Attorneys who represent foreign national clients facing deportation may file a Freedom of Information Act request in order to obtain documentation from the U.S. Citizenship and Immigration Services that may be critical to preparing a defense. The problem is that one never knows when a FOIA request will be answered. It can be difficult to competently formulate a defense without having access to all the evidence. FOIA requests have taken so long to get through the backlog, in some cases, that the request is not answered until long after the person has been deported.
The law requires federal agencies to respond to FOIA requests within 20 days, and this may be extended to 30 days under unusual circumstances. The USCIS says that it responds to FOIA requests on a first-in first-out basis. It gets about 100,000 FOIA requests annually and has reduced the backlog within the last five years. However, delays still do exist.

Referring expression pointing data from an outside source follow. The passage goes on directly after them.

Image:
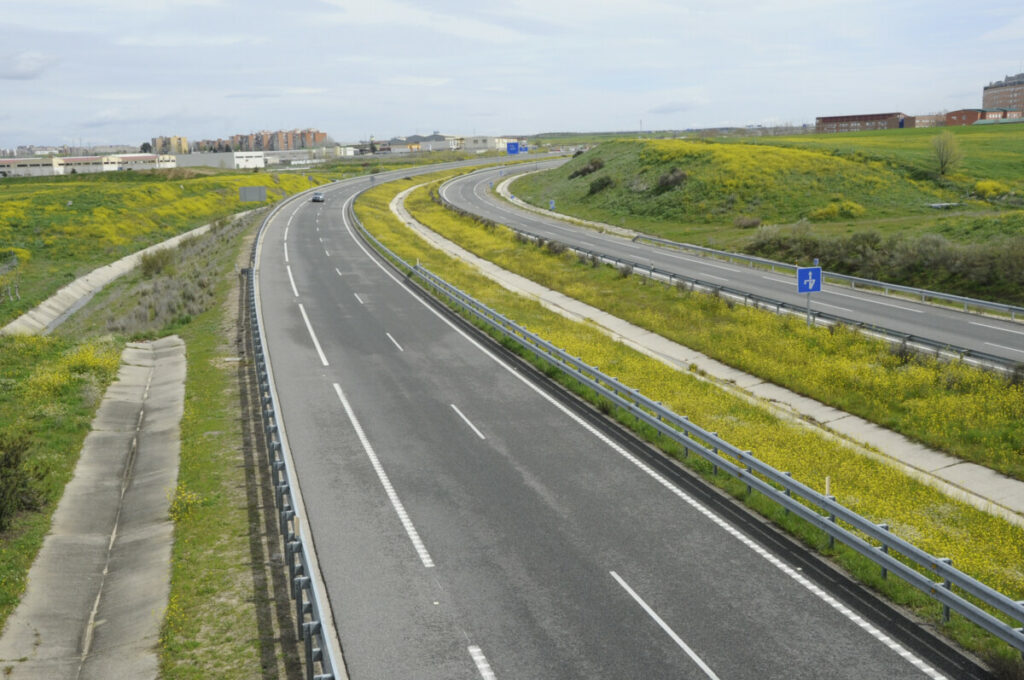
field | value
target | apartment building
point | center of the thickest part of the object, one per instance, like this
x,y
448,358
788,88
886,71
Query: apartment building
x,y
862,122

Immigration judges frequently deny requests to delay deportation proceedings for people who are waiting for documents from a FOIA request. In some cases, a court may compel the federal agencies to provide documents when there is a delay.
For a court to move forward with deportation proceedings while the subject of those proceedings is helplessly waiting for documents that may be critical to a defense would seem to violate that person’s right to due process under the Constitution. What makes this appear especially unfair is that the government can pursue a person’s deportation, while at the same time denying that person access to possible exculpatory evidence.